Elizabeth T. Gray, Jr. is a poet, and a translator of Persian and Tibetan literature. She is also an expert in complex negotiation and the formation and management of strategic alliances and other forms of inter-organizational collaboration.
Biography
Poet - Translator - Consultant
Poetry
Ms. Gray’s long poem Salient, which draws on British World War I military materials and Tibetan rituals of protective magic, was published by New Directions in May 2020. Her book-length sequence of poems, Series | India, was published by Four Way Books in April 2015. Other work has appeared in The Paris Review, Little Star, Talisman, Paris Lit Up, Hyperallergic, Dispatches from the Poetry Wars, Best New Poets 2012, Poetry International, The Harvard Review, The New Orleans Review, The New England Review and other publications. The Process Series, at the University of North Carolina at Chapel Hill, selected poems from Salient for the development of Geomancy, a multi-media performance in February 2015. She has served as a Guest Editor for Epiphany magazine and for The New Haven Review, and as a consultant to and Board member of various literary journals and organizations.
Translations
Ms. Gray has lived and studied extensively in the Middle East and South Asia. Wine and Prayer: Eighty Ghazals from the Diwan of Hafiz of Shiraz, a revised and expanded edition of her translations of Iran’s major mystical poet, Hafiz-i Shirazi (d. 1389), was published in 2019 by White Cloud Press. The translations are widely cited and have been favorably reviewed in both academic and literary circles. In concert with Iranian musicians, she has performed Hafiz’s work in multiple venues and produced a CD. Her translations of Forough Farrokhzad (1934-1967) were published by New Directions in 2022. Other translations of contemporary Iranian poetry can be found in Iran: Poems of Dissent, Mantis (Stanford University), and Modern Poetry in Translation. Ms. Gray has worked with Professor Siddiq Wahid on his translations of a lower-Ladakhi oral version of Tibet’s primary folk epic, King Kesar of Ling.
Corporate Consulting
As an advisor and facilitator Ms. Gray has helped launch, manage, and fix relationships between and among global and domestic corporations, partnerships, professional service firms, large and small non-profit organizations, regulatory agencies, and national and local governments. Much of this work includes intense focus on the intra-organizational dynamics—the internal negotiations—on which external success depends.

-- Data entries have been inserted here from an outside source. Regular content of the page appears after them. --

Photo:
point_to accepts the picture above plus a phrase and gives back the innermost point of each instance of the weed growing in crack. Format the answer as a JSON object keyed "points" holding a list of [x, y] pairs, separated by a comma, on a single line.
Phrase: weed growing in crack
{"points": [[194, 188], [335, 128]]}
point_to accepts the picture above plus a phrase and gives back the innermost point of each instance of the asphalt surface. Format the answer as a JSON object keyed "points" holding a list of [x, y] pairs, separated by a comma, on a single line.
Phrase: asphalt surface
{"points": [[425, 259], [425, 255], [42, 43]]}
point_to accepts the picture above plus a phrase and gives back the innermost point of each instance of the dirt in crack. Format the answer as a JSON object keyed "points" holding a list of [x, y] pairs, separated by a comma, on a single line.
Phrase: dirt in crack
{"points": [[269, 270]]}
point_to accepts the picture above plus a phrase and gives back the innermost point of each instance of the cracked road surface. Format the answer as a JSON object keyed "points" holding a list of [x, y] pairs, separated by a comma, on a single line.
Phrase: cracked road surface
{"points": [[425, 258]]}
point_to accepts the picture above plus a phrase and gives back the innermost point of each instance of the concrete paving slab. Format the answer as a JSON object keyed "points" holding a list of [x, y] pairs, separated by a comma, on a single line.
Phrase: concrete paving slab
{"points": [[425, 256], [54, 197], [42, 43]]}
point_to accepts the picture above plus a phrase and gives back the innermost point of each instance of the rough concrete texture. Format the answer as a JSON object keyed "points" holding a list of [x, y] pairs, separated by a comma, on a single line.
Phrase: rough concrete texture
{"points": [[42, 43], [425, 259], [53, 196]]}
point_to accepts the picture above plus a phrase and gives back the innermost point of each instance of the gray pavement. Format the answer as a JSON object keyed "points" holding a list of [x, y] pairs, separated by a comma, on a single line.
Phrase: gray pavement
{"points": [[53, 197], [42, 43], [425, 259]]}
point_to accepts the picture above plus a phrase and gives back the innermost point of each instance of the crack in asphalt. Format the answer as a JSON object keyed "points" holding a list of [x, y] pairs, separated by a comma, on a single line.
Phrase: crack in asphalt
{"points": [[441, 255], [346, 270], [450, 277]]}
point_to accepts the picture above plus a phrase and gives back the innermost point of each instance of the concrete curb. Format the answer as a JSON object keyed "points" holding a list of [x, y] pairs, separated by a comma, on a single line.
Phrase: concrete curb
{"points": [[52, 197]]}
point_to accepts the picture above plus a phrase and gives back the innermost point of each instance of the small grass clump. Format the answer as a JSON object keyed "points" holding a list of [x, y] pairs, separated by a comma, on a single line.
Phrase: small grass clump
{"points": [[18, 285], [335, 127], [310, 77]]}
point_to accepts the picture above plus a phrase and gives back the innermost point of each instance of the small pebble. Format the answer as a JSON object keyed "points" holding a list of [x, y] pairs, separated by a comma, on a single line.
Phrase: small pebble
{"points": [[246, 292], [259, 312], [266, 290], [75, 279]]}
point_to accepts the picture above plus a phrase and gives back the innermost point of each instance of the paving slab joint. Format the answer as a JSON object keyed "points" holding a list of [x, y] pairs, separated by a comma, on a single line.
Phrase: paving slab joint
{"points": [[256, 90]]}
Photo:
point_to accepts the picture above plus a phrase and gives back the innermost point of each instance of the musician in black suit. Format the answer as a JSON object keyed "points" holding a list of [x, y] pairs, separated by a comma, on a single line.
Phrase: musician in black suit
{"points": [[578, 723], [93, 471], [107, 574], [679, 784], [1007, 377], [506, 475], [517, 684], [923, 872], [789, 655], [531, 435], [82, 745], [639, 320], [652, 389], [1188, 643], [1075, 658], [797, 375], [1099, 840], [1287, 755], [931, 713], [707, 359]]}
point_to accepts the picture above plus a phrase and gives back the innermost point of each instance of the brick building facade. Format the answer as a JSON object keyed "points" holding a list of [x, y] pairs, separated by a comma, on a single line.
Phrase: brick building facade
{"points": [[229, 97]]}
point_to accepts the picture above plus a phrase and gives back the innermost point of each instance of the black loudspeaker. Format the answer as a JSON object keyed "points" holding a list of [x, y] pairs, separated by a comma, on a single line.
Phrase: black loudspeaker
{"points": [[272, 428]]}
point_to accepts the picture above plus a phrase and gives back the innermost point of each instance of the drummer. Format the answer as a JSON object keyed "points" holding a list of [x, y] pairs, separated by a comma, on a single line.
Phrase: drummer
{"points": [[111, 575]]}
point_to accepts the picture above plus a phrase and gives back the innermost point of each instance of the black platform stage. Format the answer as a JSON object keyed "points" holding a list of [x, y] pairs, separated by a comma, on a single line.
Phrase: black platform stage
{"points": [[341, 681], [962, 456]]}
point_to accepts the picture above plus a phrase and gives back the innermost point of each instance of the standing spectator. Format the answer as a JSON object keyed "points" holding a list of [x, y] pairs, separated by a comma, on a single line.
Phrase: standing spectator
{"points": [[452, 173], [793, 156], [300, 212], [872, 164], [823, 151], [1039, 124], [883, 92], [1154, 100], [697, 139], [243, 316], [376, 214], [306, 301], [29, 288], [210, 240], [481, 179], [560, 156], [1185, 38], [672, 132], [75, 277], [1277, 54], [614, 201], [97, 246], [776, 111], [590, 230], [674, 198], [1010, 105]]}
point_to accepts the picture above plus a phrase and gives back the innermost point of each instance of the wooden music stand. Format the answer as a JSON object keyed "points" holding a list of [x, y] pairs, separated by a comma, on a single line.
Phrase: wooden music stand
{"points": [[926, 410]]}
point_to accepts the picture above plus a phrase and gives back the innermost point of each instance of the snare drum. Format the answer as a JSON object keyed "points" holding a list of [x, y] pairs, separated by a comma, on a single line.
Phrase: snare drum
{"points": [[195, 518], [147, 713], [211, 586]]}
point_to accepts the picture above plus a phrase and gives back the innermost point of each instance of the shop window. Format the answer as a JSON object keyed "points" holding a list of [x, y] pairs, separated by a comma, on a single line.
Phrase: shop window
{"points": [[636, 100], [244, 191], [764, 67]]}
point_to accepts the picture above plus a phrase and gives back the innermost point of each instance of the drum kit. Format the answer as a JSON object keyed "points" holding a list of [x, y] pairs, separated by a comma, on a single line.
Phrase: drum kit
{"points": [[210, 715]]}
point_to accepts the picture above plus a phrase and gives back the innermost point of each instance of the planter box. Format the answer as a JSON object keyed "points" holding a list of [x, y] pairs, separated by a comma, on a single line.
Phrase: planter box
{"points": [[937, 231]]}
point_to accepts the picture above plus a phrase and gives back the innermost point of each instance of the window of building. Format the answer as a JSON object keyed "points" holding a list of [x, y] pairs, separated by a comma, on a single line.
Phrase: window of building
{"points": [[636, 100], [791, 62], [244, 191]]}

Illustrative clients have included IBM, Eastman Kodak, Itochu (Japan), Stanford University, the University of Auckland (New Zealand), Ericsson, Fonterra, Commerzbank, Deutche Bank, the State of Florida, Reuters, the Port Authority of New York and New Jersey, and the United States Navy. Each of these engagements involve various types of relationships, and often dealt with an array of issues—finance, operations, technology, the environment, regulatory matters, and relations with local stakeholders. Recent work has focused on the challenges facing corporations as they manage relationships with stakeholders in frontier or post-conflict environments.
Firms and Affiliations
Ms. Gray was founding President and CEO of Conflict Management, Inc., co-founded in 1984 with Harvard Law School Professor Roger Fisher, Director of the Harvard Negotiation Project and co-author of Getting to YES: Negotiating Agreement Without Giving In, the international best-selling book on negotiation. The firm focused on the process by which individuals and organizations deal with differences in complex settings. She also co-founded Conflict Management Group, a 501(c)(3) corporation focused on achieving practical progress in intense and protracted conflicts around the world. In 1999, Ms. Gray founded Alliance Management Partners LLC, a consulting firm that helped clients to optimize the value of complex technology-related alliances.
With several colleagues from the Wharton School of the University of Pennsylvania, she has assisted large clients with the development of scenarios and strategic plans, primarily focused on the Middle East and the Former Soviet Union. As a Senior Fellow at the Center for Global Strategy for Knowledge-Intensive Organizations at Wharton, she engaged in research and advisory work that assists corporations in enhancing their ability to work with local governments in emerging markets, developing countries, and post-conflict societies. As an independent consultant her work continues to focus on improving outcomes for decision-makers, corporations, non-profits, and their stakeholders.
Studies and Service
Ms. Gray has a B. A. with high honors from Radcliffe College, Harvard University and a J. D. with honors from Harvard Law School. She received her M. F. A. from Warren Wilson College’s Program for Writers in 2009.
She also studied at the University of Aligarh, India; and at both the Imperial Iranian Academy of Philosophy in Tehran and the University of Isfahan, in Iran.
She served as Chair of the Board of the Iran Human Rights Documentation Center (New Haven, CT) and as Chair of The Beloit Poetry Journal Foundation (Portland, ME). She serves as Corporate Secretary and Director of Friends of Writers (Marshfield, VT) and of Kimbilio (St. Louis, MO), and as Director of the Center for Human Rights and Democracy for Iran, a project of the Abdorrahman Boroumand Center (Washington, DC).